In February, Gov. J.B. Pritzker signed a law that increased the state’s minimum wage to $15 by 2025. The state last increased its minimum wage to $8.25 per hour in 2010. Senate Majority Leader Kimberly Lightford, a Democrat from Maywood, sponsored the new minimum wage bill. 

After the law was signed, Shaker said officials crunched numbers to figure out how much implementing the new minimum wage standard would cost the library. They realized they couldn’t afford to keep all their staff.  

“Rather than working through the incremental steps knowing we’d have to eliminate the position anyway, the library board decided it would be best to immediately implement the $15 dollar minimum wage and eliminate the position of page from our staffing structure,” Shaker said in an email. 

The library cut four pages, who are individuals responsible for reshelving materials after they are checked in, making sure items are not misshelved, and straightening book cases. The staffing change became effective on May 1, at the beginning of the library’s 2020 fiscal year. The library’s budget for fiscal 2020 is $1,941,784 — excluding the budget for its interior renovation, which the library is funding through savings from previous years. There are 26 total employees at the library, and 10 are paid minimum wage. Forty-nine percent of its budget goes toward staff salaries.

Shaker said the library gave pages more than four weeks’ notice of the change, provided them with letters of recommendation for future employers and told them they could be prioritized for future openings at the library. All four left the library earlier than expected, Shaker said. Their duties are now being assumed by Patron Services associates. 

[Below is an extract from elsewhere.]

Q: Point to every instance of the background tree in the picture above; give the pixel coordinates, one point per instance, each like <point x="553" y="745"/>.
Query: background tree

“We have been operating without pages for approximately three months and have not experienced a slowdown in the speed at which materials are being re-shelved,” Shaker said. “Our library associates have really risen to the challenge that this change presented, and we don’t feel that patrons have noticed a change in services or standards as a result.”

For Forest Parkers who want to support the library, Shaker said they can donate, support fundraising initiatives, be gentle with the library’s materials and facility, and pay their taxes on time. 

“The best way to support the library is to use it,” she said.